In 1972 Ross founded the Houston Potters Guild and while the guild, as such, fell apart in the early 90s, The Houston Potters Guild Clay Arts Museum and Educational Organization lives on as a non-profit organization. In addition to teaching pottery it has held two events, one local the other international. The local event was the Emerging Artists Show last August for young potters. It will be held again next month.

In January the guild held the first Texas Teapot Tournament. Janis Ross says it had a life of its own.

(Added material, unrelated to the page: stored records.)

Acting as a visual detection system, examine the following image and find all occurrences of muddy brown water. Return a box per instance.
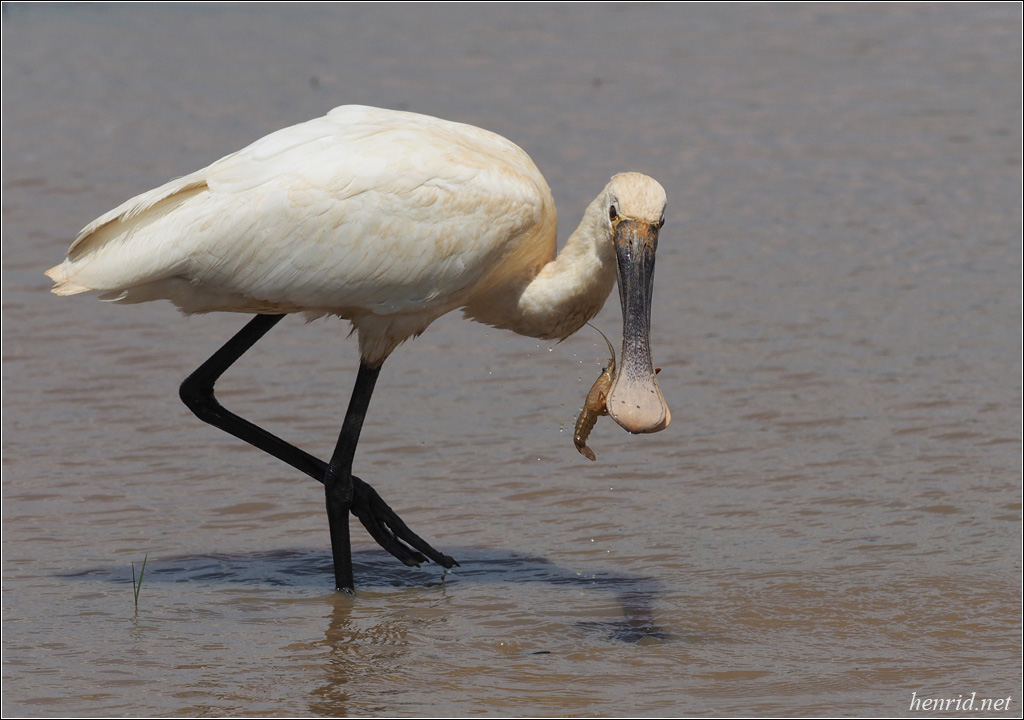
[3,4,1022,716]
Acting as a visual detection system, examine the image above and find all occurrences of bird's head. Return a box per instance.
[605,172,672,433]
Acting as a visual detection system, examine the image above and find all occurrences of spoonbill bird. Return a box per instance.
[46,105,671,592]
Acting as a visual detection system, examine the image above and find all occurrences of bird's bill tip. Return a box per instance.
[607,373,672,434]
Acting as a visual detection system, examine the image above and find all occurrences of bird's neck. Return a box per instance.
[466,198,615,340]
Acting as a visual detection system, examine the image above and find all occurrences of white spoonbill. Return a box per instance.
[46,105,671,592]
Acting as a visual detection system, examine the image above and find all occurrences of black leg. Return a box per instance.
[179,315,459,591]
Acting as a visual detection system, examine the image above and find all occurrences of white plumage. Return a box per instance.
[47,107,671,590]
[47,105,665,397]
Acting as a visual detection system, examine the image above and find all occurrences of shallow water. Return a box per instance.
[3,4,1022,716]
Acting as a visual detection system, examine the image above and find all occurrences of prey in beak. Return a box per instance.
[606,210,672,433]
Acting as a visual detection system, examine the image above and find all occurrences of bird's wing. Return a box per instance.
[52,107,554,314]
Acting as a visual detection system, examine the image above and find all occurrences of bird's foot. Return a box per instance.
[352,475,459,569]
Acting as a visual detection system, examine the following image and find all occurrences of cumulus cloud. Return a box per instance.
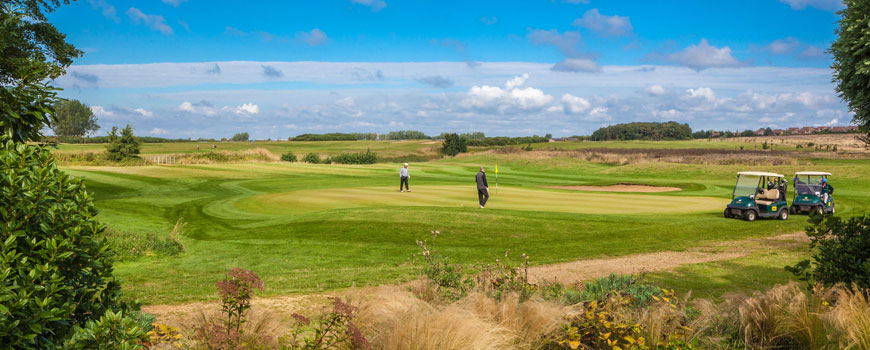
[643,84,665,96]
[261,64,284,78]
[133,108,154,117]
[224,26,245,36]
[463,74,553,114]
[91,106,115,118]
[572,9,634,36]
[70,71,100,85]
[350,0,387,12]
[765,37,801,55]
[562,94,592,114]
[779,0,844,11]
[414,75,453,89]
[296,28,329,46]
[127,7,173,35]
[88,0,121,23]
[205,63,221,74]
[163,0,187,7]
[527,29,580,57]
[552,58,601,72]
[665,39,743,71]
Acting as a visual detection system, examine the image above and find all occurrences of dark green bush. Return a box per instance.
[441,133,468,156]
[302,152,320,164]
[786,214,870,290]
[0,141,120,349]
[66,311,148,350]
[281,151,296,162]
[331,149,378,164]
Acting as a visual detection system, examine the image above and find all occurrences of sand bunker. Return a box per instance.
[545,184,680,193]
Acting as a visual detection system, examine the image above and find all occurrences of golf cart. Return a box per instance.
[725,171,788,221]
[789,171,836,214]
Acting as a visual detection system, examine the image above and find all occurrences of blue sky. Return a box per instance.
[49,0,851,138]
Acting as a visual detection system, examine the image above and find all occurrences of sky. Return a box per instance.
[48,0,852,139]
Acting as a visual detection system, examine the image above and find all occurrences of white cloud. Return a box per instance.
[552,58,601,72]
[350,0,387,12]
[643,84,665,96]
[91,106,115,118]
[133,108,154,117]
[665,39,742,71]
[504,73,529,90]
[163,0,187,7]
[779,0,844,11]
[463,74,553,113]
[562,94,591,114]
[296,28,329,46]
[527,29,580,57]
[234,103,260,115]
[765,37,801,55]
[571,9,634,36]
[127,7,173,35]
[88,0,121,23]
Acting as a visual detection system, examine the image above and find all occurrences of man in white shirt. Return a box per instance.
[399,163,411,192]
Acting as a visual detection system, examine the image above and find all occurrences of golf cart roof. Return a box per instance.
[737,171,785,177]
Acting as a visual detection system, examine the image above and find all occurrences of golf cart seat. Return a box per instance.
[755,188,779,205]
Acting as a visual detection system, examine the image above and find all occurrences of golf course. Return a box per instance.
[56,141,870,304]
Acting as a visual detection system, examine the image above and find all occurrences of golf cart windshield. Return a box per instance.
[734,175,759,198]
[794,176,822,195]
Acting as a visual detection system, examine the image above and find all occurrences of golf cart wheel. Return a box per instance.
[743,210,758,221]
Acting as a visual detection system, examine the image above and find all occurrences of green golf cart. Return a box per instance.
[725,171,788,221]
[789,171,836,214]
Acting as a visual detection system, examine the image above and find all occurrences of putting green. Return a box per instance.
[235,186,728,215]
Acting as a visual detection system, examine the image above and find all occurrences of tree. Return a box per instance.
[106,124,139,162]
[230,132,250,142]
[441,133,466,156]
[0,0,82,86]
[830,0,870,145]
[51,100,100,137]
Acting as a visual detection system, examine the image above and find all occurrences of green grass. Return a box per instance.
[56,141,870,304]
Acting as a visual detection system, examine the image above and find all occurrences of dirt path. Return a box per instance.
[529,233,808,284]
[142,233,808,328]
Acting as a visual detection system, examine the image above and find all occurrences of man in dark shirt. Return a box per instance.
[475,167,489,209]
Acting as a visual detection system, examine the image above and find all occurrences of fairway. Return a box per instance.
[237,185,728,214]
[56,141,870,304]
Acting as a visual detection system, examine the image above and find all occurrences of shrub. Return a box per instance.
[786,214,870,290]
[0,141,120,349]
[578,274,662,305]
[66,311,147,350]
[106,124,139,162]
[279,297,371,350]
[281,151,304,162]
[441,133,468,156]
[302,152,320,164]
[330,149,378,164]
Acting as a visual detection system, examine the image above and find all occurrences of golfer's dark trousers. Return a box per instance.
[477,188,489,206]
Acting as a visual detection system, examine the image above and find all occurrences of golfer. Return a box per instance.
[399,163,411,192]
[475,167,489,209]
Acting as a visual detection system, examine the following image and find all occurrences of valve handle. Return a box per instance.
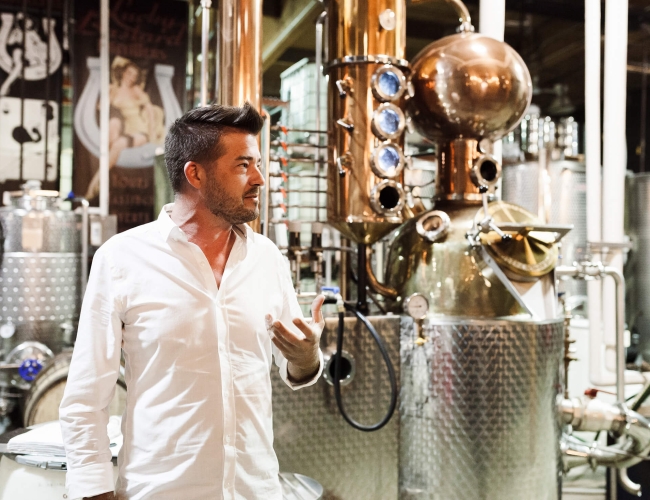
[18,359,43,382]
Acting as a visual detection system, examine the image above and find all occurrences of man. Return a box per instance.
[60,104,323,500]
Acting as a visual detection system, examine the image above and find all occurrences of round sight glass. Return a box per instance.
[379,146,400,173]
[370,143,404,178]
[371,65,406,102]
[377,109,399,135]
[377,71,402,98]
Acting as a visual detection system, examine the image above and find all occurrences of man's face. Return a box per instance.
[203,132,264,224]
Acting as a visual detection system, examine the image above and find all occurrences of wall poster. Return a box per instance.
[73,0,188,231]
[0,0,66,193]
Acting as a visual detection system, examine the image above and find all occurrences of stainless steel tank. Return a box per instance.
[502,140,587,305]
[0,181,83,404]
[383,13,564,500]
[400,318,564,500]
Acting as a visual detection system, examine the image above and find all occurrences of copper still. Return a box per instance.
[378,17,563,500]
[326,0,409,244]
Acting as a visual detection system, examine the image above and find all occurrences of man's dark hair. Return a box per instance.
[165,102,264,193]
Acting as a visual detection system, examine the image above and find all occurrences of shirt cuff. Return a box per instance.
[280,349,325,391]
[65,462,115,499]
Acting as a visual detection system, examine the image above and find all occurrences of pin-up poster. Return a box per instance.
[74,0,188,231]
[0,0,65,192]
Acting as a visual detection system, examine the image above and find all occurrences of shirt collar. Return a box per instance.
[157,203,248,242]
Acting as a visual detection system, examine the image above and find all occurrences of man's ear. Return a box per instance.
[183,161,206,189]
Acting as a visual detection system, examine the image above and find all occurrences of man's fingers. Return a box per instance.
[271,335,294,355]
[272,320,305,346]
[293,318,315,339]
[311,295,325,326]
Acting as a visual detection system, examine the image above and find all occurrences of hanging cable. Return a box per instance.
[334,295,397,432]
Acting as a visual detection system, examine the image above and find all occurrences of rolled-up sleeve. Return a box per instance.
[271,255,324,390]
[59,247,122,498]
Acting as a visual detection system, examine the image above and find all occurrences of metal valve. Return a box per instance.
[18,359,43,382]
[336,118,354,134]
[336,78,352,99]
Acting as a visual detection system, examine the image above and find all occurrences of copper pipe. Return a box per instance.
[217,0,262,111]
[366,246,398,300]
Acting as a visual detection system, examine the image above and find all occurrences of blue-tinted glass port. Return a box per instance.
[377,109,400,135]
[377,146,400,175]
[377,71,402,97]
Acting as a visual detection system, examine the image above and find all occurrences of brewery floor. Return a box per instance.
[562,466,606,500]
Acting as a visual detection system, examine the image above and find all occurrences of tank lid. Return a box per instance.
[2,180,59,208]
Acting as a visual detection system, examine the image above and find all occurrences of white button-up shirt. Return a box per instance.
[60,205,323,500]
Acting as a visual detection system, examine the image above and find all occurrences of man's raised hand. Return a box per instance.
[266,295,325,383]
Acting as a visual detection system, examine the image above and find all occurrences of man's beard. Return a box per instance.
[205,177,260,225]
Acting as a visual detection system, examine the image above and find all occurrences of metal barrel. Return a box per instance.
[399,319,564,500]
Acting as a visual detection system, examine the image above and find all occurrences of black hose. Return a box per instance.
[334,304,397,432]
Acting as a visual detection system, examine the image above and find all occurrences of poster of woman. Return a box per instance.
[86,56,165,200]
[73,0,188,231]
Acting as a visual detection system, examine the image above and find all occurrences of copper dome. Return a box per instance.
[408,33,533,140]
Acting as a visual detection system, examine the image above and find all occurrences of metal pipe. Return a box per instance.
[271,172,327,179]
[357,243,368,315]
[217,0,262,110]
[260,110,273,238]
[560,398,650,472]
[556,266,650,495]
[315,10,327,221]
[366,246,398,300]
[604,266,625,402]
[585,0,614,385]
[201,0,212,106]
[601,0,628,386]
[79,198,90,297]
[339,238,350,300]
[271,156,328,164]
[99,0,111,216]
[617,469,641,497]
[478,0,506,198]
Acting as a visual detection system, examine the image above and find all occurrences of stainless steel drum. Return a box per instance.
[0,183,82,359]
[399,318,564,500]
[24,351,126,427]
[271,315,400,500]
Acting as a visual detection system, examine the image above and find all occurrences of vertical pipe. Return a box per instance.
[260,111,271,238]
[99,0,110,216]
[585,0,612,385]
[478,0,506,198]
[639,48,648,172]
[217,0,262,110]
[602,0,628,378]
[339,238,350,300]
[357,243,368,314]
[315,11,327,222]
[43,0,54,182]
[478,0,506,42]
[201,0,212,106]
[20,0,28,183]
[80,198,90,298]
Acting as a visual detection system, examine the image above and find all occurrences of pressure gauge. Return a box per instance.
[404,293,429,319]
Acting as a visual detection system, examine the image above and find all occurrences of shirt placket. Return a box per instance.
[215,262,237,500]
[177,231,242,500]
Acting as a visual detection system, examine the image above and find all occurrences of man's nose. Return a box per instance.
[249,165,265,186]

“We thought we were going to invite potters from Texas, but the minute we got into it we realized people wanted to send their pottery from all over the United States, we said fine we’re national. And then here came inquires from out of the United States: fine we were an international group. We had the most extraordinary collection of teapots you’ve ever seen.”

The Texas Teapot Tournament returns next January.

There is also ten member co-operative made up potters, photographers, painters and jewelers who have just relocated the Houston Potters Guild Shop from Rice Village to the Heights. It opened this weekend at 2726 White Oak Drive. Dorothy Broaddus, a retired teacher and professional potter says the co-op is still is like a guild.

“You can go to them and say I have this problem or I want to do this, how do I do that. That’s one big benefit, of course the other thing is to have a place where you can exhibit your work all the time and get your work out to the greater community. I do have other venues where I sell my work but none as elite as the Houston Potters Guild.”

Clay has been a part of human endeavors for tens of thousands of years from figurines to pots to tiles on the space shuttle and one of the groups making this a golden age for pottery and, hidden in Houston, is the Houston Potters Guild Clay Arts Museum and Education Organization.